5. çift iplikçikli cDNA sentezi CARIP Seq için

  1. İlk-strand cDNA sentezi. PCR makinesi için tasarlanmış bir tüp aşağıdaki reaksiyon Ters transkripsiyon tepki için ayarlayın: 10,5 µL RNA ve 1 µL hexamer astar (3 µg/µL) rastgele.
  2. İkincil yapı denatüre 5 min için 65 ° C'de tüp kuluçkaya verin ve buz 2 dk. Mix için aşağıdaki bileşenleri: 4 µL ilk iplikçikli arabelleği, 2 µL 0.1 m DTT, dNTP 1 µL ve 0,5 RNase dışarı. Sonra ana Mix 7.5 µL PCR tüp için ekleyin. 25 ° C'de 2 min için tüp kuluçkaya Üst simge II 1 µL ekleyin (200 U/µL) ve takip kuluçkaya: 10 min, 42 ° C 50 dk, 15 dk ve 4 ° C'de tutmak için 70 ° C için 25 ° C
  3. İkinci-strand cDNA sentezi. Tüp buza koyun. Sonra sırayla aşağıdaki bileşenleri ekleyin: 91 tedavi µL dietil pyrocarbonate (DEPC), su, 5 saniye-strand tepki tampon, 3 µL dNTP Mix (10 mM), E. Coli DNA ligaz (10 U/µL), E. Coli DNA polimeraz (10U/µL) 4 µL 1 µL x 30 µL ve E. Coli RNase H, 1 µL (2U/µL). Yavaşça vortexing tarafından mix ve 16 ° c 2 h için kuluçkaya.
    Not: flicking veya tüp ters çevirme karıştırma reaktifleri iyice karıştırmak yeterli olabilir.
  4. 2 µL T4 DNA polimeraz ekleyin ve PCR arıtma seti kullanarak 5 dk. arındırmak cDNA (çift iplikçikli dscDNA) için 16 ° C'de kuluçkaya. 40 µL EB arabelleği dscDNA elute.
  5. Çift iplikçikli cDNA parçası. Bir su banyosu sonifier ve 1,5 mL tüp boyutu 250-500 bp. dscDNA Sonication için kullanarak kesme cDNA (dscDNA) tüm RNA transkript nın kolaylaştırmak için parça boyutlarını azaltmak için önemlidir.
  6. Bir su banyosu sonifier standart bir model kullanırken, örnek 3 × 10 dk veya 4 × 10 min için solüsyon içeren temizleyicide.
    Not: dört döngüleri için 1-5 µg toplam RNA'ın tavsiye edilir iken üç devir toplam RNA, en çok 1 µg için kullanılmalıdır. Tüp her sonication döngüsü kısa bir süre sonra santrifüj kapasitesi ve taze buz ekleyerek soğuk su banyosu korumak.
  7. Pico sonifier kullanırken, bu altı döngüleri için 1-5 µg toplam RNA ve aşağıdaki Bisiklet koşullarını kullanmak için tavsiye edilir (30 s, 90 s off).
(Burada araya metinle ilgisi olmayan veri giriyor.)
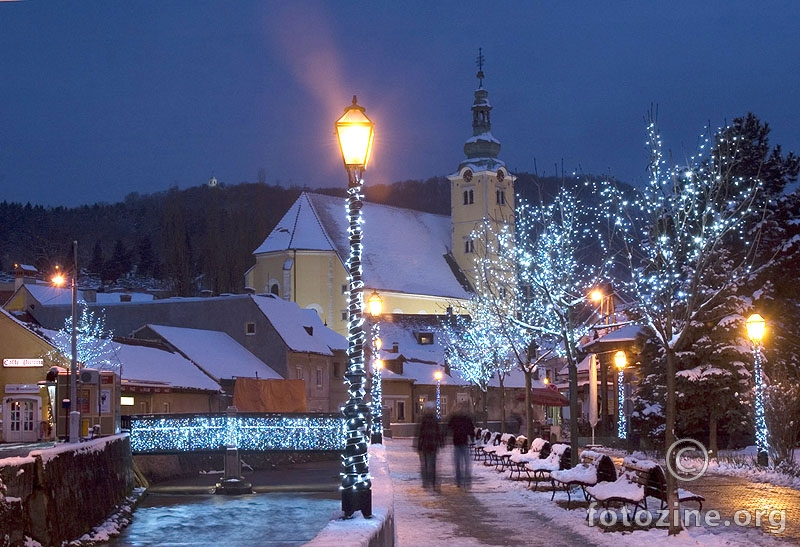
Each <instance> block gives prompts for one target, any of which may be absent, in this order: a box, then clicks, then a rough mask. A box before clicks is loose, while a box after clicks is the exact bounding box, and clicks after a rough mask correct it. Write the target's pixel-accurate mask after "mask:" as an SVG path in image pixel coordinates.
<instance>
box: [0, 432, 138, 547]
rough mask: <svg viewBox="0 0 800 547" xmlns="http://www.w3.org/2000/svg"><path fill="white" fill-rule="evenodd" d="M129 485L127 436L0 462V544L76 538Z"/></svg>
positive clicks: (129, 441) (130, 492)
mask: <svg viewBox="0 0 800 547" xmlns="http://www.w3.org/2000/svg"><path fill="white" fill-rule="evenodd" d="M133 487H134V474H133V458H132V455H131V448H130V438H129V437H128V435H127V434H124V435H115V436H112V437H105V438H102V439H96V440H92V441H87V442H85V443H79V444H64V445H59V446H56V447H54V448H51V449H48V450H41V451H34V452H31V453H30V455H29V456H27V457H24V458H7V459H4V460H0V544H3V545H12V546H16V545H25V544H26V543H25V541H26V539H25V538H31V539H33V540H35V541H38V542H39V543H40V544H41V545H44V546H48V545H61V544H62V542H68V541H71V540H74V539H77V538H79V537H80V536H82V535H83V534H84V533H86V532H88V531H89V530H91V529H92V527H94V526H97V525H98V524H101V523H102V522H103V521H105V519H106V518H107V517H108V516H109V515H110V514H111V513H113V512H114V510H115V508H117V507H118V506H119V505H120V504H121V503H122V502H123V501H124V500H125V498H126V497H127V496H128V495H129V494H130V493H131V491H132V490H133Z"/></svg>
Tüp kısaca 2-3 sonication döngüsünden sonra santrifüj kapasitesi. Sonication verimlilik (% 2) bir özel jel tarihinde yamultulmuş dscDNA (3-4 µL) bir kısmını yükleyerek belirlenebilir. Sonifiers arasında değişkenlik nedeniyle sonication koşullarda ampirik olarak test etmek önemlidir.
  8. Kütüphane hazırlık yeni nesil sıralama için 6. adımda açıklandığı gibi gerçekleştirin.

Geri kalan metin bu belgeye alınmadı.